The findings demonstrate that a human-trained computational pathology model can generalize to a wide array of non-human vertebrate cancers, accurately distinguishing cancer cells, lymphocytes, and stromal cells across species. This supports the hypothesis that conserved cellular morphology underpins successful transfer learning in comparative pathology. The newly proposed morphospace overlap metric provides an explainable link between morphological conservation and model performance, offering a practical guide for selecting species and tumor types most amenable to human-trained AI tools. Clinically, spatial immune colocalization—rather than immune abundance—was prognostic in canine melanoma and showed encouraging trends in canine prostate carcinoma, suggesting that spatial context of immune infiltration captures functionally relevant tumor–immune interactions in veterinary cancers, akin to observations in human oncology. These results highlight the potential for AI-enabled, cost-effective risk stratification and support integrating computational pathology into veterinary practice and wildlife care to enhance diagnostics, prognostication, and conservation medicine.
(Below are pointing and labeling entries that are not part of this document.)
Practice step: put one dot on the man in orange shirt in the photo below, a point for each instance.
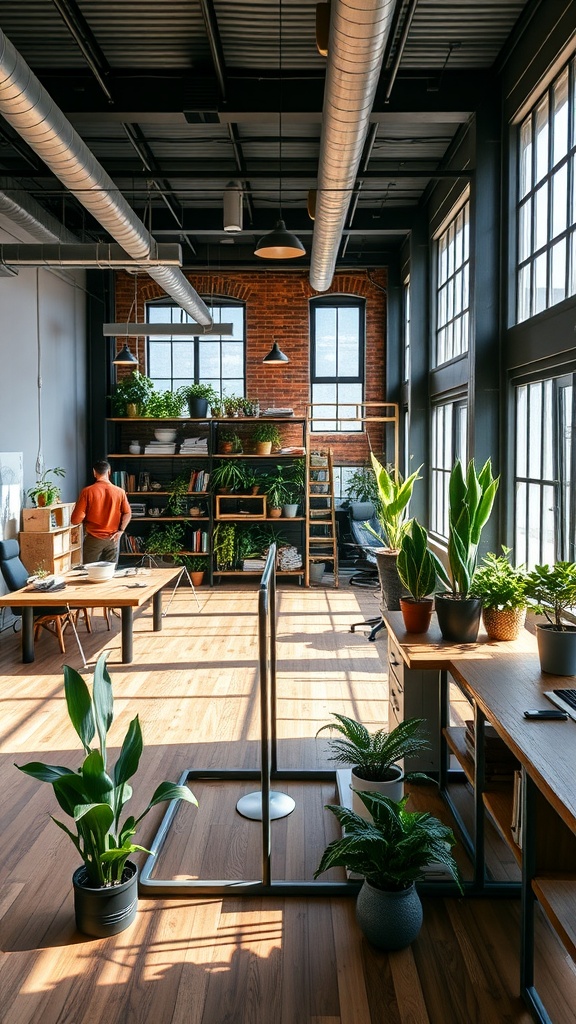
(105, 511)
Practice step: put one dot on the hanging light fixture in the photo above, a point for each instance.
(280, 244)
(276, 356)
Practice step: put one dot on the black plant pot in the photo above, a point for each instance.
(106, 911)
(198, 408)
(458, 617)
(389, 581)
(557, 649)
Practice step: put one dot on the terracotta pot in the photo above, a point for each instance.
(503, 624)
(416, 614)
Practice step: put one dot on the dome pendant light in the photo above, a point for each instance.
(280, 244)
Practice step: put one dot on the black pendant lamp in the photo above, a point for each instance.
(276, 356)
(280, 244)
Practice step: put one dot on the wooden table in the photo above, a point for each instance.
(124, 592)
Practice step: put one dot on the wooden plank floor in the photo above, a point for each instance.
(237, 961)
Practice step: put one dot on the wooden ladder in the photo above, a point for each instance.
(322, 542)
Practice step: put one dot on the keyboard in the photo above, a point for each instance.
(566, 699)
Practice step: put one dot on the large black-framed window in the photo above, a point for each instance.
(544, 473)
(219, 360)
(546, 199)
(337, 363)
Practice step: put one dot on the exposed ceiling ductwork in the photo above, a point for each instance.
(359, 30)
(27, 105)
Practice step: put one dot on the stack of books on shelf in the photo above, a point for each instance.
(138, 509)
(194, 445)
(199, 480)
(499, 762)
(160, 448)
(199, 541)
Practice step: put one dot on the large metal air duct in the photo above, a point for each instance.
(30, 110)
(359, 31)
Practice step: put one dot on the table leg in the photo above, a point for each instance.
(28, 635)
(127, 634)
(157, 610)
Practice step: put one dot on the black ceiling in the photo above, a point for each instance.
(177, 97)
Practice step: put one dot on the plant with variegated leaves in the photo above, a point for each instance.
(94, 797)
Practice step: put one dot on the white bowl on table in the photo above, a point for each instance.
(97, 571)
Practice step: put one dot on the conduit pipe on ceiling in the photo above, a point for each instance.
(27, 105)
(359, 31)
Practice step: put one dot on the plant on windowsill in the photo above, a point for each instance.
(389, 851)
(94, 797)
(502, 589)
(46, 492)
(554, 591)
(416, 569)
(470, 501)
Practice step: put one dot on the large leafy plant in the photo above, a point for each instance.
(373, 754)
(94, 795)
(394, 499)
(416, 566)
(392, 850)
(470, 500)
(554, 590)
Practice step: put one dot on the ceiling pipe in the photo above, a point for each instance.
(359, 30)
(26, 104)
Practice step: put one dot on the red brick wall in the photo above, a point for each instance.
(278, 308)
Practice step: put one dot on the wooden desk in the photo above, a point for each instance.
(79, 593)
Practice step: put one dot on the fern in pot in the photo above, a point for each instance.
(416, 568)
(553, 588)
(502, 589)
(374, 757)
(93, 797)
(388, 847)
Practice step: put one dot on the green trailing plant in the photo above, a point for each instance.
(554, 591)
(373, 754)
(498, 583)
(166, 539)
(134, 389)
(415, 564)
(224, 545)
(45, 491)
(394, 499)
(94, 796)
(392, 850)
(164, 404)
(266, 432)
(470, 500)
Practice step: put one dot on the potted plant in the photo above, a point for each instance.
(46, 492)
(554, 590)
(416, 569)
(389, 851)
(264, 437)
(470, 500)
(199, 396)
(131, 395)
(165, 404)
(502, 589)
(93, 796)
(373, 757)
(392, 512)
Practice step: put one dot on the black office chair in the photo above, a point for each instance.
(15, 576)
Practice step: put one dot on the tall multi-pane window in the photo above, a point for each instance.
(337, 360)
(219, 360)
(546, 208)
(449, 426)
(545, 499)
(453, 254)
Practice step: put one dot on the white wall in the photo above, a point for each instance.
(43, 333)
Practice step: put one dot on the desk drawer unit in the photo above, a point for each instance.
(415, 693)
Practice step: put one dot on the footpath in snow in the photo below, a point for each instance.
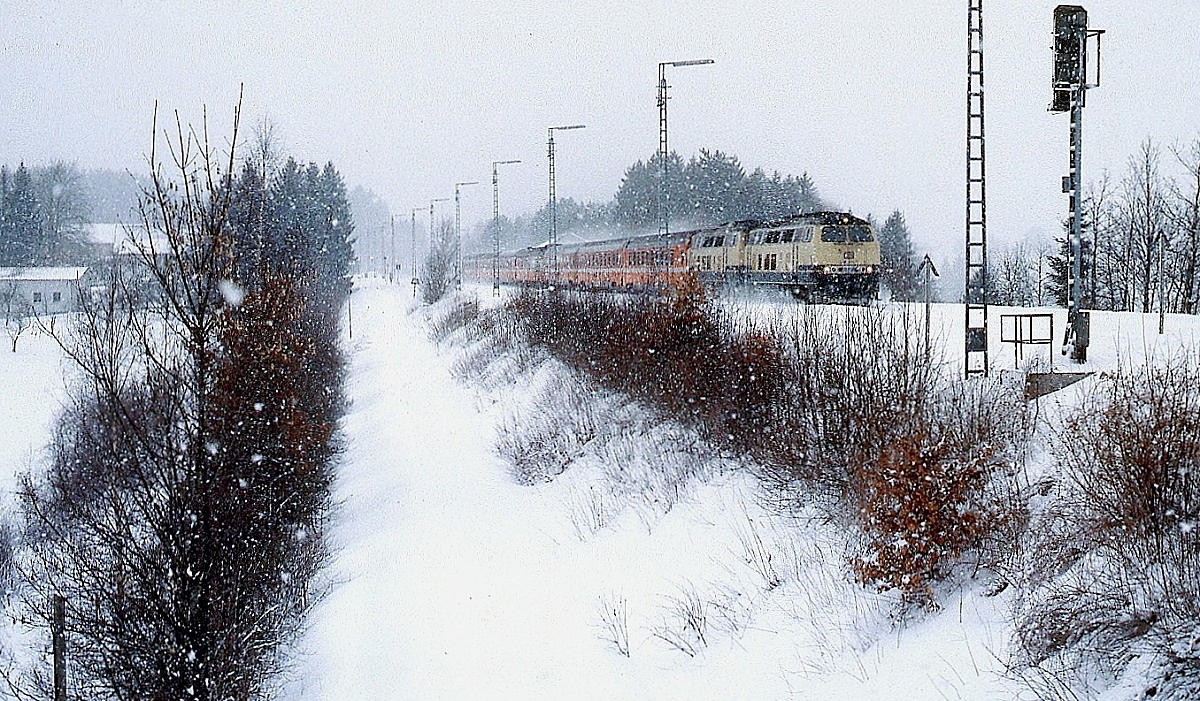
(456, 582)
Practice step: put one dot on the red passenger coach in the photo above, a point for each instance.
(636, 263)
(814, 256)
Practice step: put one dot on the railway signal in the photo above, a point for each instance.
(976, 298)
(1072, 34)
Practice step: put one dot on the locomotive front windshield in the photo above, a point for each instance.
(843, 234)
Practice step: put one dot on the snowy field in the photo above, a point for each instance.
(454, 581)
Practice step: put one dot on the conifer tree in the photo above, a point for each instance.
(897, 256)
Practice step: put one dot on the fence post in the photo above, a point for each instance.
(59, 643)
This study introduces a publicly available pan-species digital pathology atlas and demonstrates that a deep learning model trained on human lung cancer H&Es can effectively classify major cell types across diverse non-human species. The authors provide an explainable morphospace overlap metric that predicts transferability based on morphological conservation, and they show that an AI-derived tumor–immune colocalization score is prognostic in canine melanoma, with supportive trends in canine prostate carcinoma. Together, these contributions establish foundation and guidelines for transferring AI technologies to veterinary pathology and comparative oncology, with implications for precision medicine in companion animals and conservation of wildlife. Future work should expand species and tumor representation, standardize digital pathology workflows in veterinary settings, refine transfer learning strategies using the morphospace overlap metric, and validate prognostic spatial immune metrics in larger, multi-institutional cohorts.
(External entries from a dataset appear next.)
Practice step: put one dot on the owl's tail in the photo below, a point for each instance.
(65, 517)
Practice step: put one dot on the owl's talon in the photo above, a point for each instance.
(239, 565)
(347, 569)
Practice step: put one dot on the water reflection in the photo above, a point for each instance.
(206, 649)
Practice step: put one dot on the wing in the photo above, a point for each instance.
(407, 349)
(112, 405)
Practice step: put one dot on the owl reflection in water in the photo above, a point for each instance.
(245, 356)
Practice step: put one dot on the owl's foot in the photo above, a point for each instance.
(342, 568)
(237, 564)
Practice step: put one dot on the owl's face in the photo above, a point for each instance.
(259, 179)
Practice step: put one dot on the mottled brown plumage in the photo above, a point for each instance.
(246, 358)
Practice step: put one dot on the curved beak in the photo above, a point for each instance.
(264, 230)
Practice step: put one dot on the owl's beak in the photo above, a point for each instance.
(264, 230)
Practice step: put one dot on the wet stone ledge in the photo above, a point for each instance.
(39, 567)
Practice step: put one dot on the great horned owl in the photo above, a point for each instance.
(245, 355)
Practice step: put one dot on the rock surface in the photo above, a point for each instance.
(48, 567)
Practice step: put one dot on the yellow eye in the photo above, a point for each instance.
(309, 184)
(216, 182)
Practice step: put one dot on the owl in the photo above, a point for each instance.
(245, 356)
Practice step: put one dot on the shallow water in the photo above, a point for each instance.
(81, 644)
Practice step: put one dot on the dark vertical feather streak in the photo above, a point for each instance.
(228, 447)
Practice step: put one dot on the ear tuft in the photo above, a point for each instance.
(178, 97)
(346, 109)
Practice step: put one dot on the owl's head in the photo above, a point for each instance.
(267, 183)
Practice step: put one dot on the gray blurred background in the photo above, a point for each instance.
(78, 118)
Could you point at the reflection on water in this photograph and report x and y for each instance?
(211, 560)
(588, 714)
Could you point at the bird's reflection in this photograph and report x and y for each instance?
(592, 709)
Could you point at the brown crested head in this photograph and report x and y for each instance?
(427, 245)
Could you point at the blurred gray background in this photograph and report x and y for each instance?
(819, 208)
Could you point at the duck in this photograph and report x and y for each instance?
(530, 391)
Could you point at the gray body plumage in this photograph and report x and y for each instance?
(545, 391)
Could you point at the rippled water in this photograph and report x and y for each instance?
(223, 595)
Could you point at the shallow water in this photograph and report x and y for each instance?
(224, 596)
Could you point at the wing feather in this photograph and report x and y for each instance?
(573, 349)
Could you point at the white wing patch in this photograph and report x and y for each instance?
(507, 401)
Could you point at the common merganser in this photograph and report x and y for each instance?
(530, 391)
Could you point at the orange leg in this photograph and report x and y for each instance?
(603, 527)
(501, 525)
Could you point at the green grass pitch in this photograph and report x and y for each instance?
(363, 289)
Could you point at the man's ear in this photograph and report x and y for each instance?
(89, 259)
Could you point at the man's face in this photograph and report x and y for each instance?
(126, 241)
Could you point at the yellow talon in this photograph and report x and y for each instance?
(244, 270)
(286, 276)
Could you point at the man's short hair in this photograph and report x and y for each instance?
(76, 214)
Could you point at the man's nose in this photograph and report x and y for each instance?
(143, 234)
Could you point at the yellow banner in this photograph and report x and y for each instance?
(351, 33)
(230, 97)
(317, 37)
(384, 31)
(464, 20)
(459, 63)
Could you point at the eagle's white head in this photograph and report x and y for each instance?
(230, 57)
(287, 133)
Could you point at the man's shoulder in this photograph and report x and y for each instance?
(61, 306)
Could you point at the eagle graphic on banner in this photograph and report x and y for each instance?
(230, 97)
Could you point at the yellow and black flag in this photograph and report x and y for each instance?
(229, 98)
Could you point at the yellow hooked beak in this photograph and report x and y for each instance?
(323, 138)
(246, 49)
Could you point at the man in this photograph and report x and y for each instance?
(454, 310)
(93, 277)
• Limited sample sizes and annotations across species and tumor types may restrict generalizability; several cohorts, especially for survival analyses, were small (e.g., canine prostate carcinoma n=12). - Variable slide quality and a relatively low pass rate in quality control highlight differences in sample preparation and staining across institutions and species; pigments such as melanin can hinder accurate cell identification. - Transferability performance was heterogeneous across species and tumor types, with lower balanced accuracy observed in some non-mammalian samples and in stromal-class predictions for certain tumors. - The AI pipeline was trained on human lung cancers; domain shift to other tissues and species may introduce biases. - Retrospective design and reliance on archival materials may introduce selection bias; prospective validation is needed.